Bryce Street

Personal information
- Full name: Bryce Edward Street
- Born: 25 January 1998 (age 28) Gosford, New South Wales, Australia
- Batting: Left-handed
- Bowling: Right-arm medium
- Role: Batsman

Domestic team information
- 2016/17–2024/25: Queensland (squad no. 25)

Career statistics
| Competition | FC | LA |
| Matches | 42 | 4 |
| Runs scored | 2,127 | 93 |
| Batting average | 32.41 | 23.25 |
| 100s/50s | 6/7 | 0/0 |
| Top score | 143 | 33 |
| Balls bowled | 219 | 24 |
| Wickets | 2 | 0 |
| Bowling average | 96.50 | – |
| 5 wickets in innings | 0 | – |
| 10 wickets in match | 0 | – |
| Best bowling | 1/19 | – |
| Catches/stumpings | 38/– | 1/– |
- Source: Cricinfo, 11 September 2025

= Bryce Street =

Australian cricketer

Bryce Edward Street (born 25 January 1998) is an Australian cricketer.

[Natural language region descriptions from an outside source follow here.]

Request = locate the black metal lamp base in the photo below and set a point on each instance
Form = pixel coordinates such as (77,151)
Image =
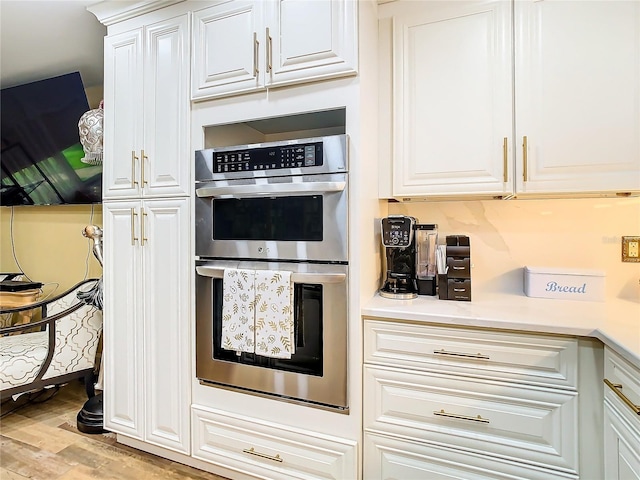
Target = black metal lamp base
(90,418)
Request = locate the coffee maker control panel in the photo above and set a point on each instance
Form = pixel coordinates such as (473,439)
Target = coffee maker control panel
(397,231)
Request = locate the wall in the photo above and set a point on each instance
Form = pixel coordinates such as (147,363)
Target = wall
(47,240)
(507,235)
(48,244)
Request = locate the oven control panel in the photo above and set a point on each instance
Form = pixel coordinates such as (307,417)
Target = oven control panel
(268,158)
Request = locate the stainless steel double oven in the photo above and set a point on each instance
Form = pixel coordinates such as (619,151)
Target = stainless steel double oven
(276,206)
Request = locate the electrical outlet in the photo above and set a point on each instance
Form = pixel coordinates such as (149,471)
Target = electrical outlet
(631,249)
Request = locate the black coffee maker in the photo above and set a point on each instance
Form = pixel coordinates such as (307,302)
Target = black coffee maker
(398,241)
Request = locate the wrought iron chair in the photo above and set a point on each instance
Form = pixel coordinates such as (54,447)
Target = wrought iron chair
(57,346)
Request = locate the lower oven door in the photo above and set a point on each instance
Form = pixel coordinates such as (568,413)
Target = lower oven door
(316,373)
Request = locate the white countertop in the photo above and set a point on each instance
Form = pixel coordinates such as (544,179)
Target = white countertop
(615,322)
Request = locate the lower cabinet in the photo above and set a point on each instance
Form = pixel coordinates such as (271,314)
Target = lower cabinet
(146,321)
(462,403)
(389,458)
(621,419)
(253,447)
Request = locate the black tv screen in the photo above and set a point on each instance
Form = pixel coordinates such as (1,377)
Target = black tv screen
(41,160)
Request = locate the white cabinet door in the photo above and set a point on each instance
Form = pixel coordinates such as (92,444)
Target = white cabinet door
(122,114)
(147,320)
(392,458)
(226,49)
(243,46)
(146,124)
(166,249)
(123,328)
(621,442)
(311,40)
(258,449)
(577,96)
(452,97)
(166,160)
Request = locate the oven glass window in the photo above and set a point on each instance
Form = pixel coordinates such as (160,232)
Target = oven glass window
(292,218)
(307,358)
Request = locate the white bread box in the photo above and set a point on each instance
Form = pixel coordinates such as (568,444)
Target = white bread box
(566,284)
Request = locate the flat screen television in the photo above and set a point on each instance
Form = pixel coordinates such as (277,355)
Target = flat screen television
(41,160)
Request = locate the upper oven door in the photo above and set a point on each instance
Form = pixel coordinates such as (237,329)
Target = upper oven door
(277,218)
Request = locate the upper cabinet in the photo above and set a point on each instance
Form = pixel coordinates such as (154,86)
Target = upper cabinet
(452,91)
(577,104)
(244,46)
(146,126)
(500,98)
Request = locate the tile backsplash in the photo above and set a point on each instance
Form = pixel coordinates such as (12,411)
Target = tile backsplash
(507,235)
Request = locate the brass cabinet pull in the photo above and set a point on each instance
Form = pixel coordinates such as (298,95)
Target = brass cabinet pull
(256,47)
(459,354)
(143,157)
(143,217)
(505,154)
(617,389)
(269,51)
(479,419)
(133,226)
(525,150)
(133,169)
(252,451)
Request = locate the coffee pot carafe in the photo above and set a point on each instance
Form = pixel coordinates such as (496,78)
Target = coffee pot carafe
(398,241)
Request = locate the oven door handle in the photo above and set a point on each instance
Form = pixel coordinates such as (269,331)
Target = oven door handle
(270,189)
(296,277)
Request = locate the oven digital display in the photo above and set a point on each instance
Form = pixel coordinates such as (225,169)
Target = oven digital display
(289,218)
(269,158)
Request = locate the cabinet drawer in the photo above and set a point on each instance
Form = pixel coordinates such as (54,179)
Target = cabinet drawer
(389,458)
(622,381)
(269,450)
(522,358)
(533,425)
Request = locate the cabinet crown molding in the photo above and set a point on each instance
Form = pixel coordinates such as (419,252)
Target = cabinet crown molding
(110,12)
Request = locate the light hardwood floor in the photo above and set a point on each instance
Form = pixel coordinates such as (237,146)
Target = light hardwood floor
(41,441)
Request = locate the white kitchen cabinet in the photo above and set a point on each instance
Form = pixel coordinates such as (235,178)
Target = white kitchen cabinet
(244,46)
(391,458)
(621,418)
(446,402)
(146,330)
(577,103)
(451,89)
(147,110)
(261,449)
(146,215)
(564,119)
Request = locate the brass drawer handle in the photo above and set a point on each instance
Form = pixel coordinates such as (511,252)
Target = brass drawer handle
(134,239)
(464,355)
(617,389)
(269,51)
(256,49)
(143,157)
(143,217)
(505,156)
(525,159)
(252,451)
(479,419)
(134,182)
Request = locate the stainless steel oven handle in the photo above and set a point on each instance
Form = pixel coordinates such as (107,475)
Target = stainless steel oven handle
(270,189)
(296,277)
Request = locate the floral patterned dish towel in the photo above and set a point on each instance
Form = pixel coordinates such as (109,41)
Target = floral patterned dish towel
(274,314)
(238,310)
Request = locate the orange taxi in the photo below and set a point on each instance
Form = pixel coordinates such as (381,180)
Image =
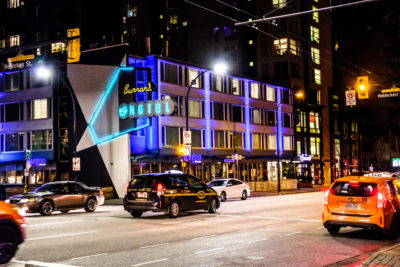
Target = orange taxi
(12,230)
(363,202)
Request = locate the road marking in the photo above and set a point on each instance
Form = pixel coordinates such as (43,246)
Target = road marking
(258,240)
(200,237)
(155,245)
(83,257)
(294,233)
(208,250)
(150,262)
(56,236)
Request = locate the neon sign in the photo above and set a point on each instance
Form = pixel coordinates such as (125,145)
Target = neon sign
(148,109)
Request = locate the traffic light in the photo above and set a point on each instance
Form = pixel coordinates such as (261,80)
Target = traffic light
(362,87)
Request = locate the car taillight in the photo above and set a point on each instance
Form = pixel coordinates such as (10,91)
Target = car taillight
(326,197)
(381,201)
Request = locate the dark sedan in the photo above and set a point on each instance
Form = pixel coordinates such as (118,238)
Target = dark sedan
(63,196)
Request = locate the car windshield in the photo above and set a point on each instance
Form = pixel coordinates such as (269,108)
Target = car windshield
(354,189)
(217,183)
(49,188)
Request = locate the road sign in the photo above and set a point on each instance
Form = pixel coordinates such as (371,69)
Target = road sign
(187,137)
(187,150)
(351,98)
(76,164)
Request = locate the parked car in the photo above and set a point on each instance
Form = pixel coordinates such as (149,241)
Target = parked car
(12,230)
(170,192)
(63,196)
(363,202)
(230,188)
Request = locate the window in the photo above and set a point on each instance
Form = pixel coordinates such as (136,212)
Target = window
(280,46)
(13,81)
(317,76)
(171,73)
(13,40)
(272,142)
(13,142)
(315,14)
(58,47)
(236,88)
(41,140)
(271,120)
(279,3)
(218,111)
(197,140)
(237,140)
(236,113)
(314,146)
(256,118)
(194,78)
(195,108)
(287,143)
(294,47)
(255,90)
(39,109)
(314,34)
(219,139)
(171,136)
(315,55)
(256,141)
(270,93)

In April 2016, he was awarded a rookie contract with Queensland ahead of the 2016–17 season. He made his first-class debut on 18 October 2019, for Queensland in the 2019–20 Sheffield Shield season. Two weeks before his first-class debut, Street made the highest individual total in Second XI cricket in Australia, scoring 345 runs against Victoria. He made his List A debut on 31 October 2019, for Queensland in the 2019–20 Marsh One-Day Cup. On 4 November 2019, Street scored his maiden first-class century, with 115 runs against Western Australia.

Street was upgraded to a full contract with Queensland ahead of the 2020–21 season.

In December 2021, Street represented Australia A against the England Lions, scoring an unbeaten 119 in the second innings of the first-class match between the two sides at Ian Healy Oval.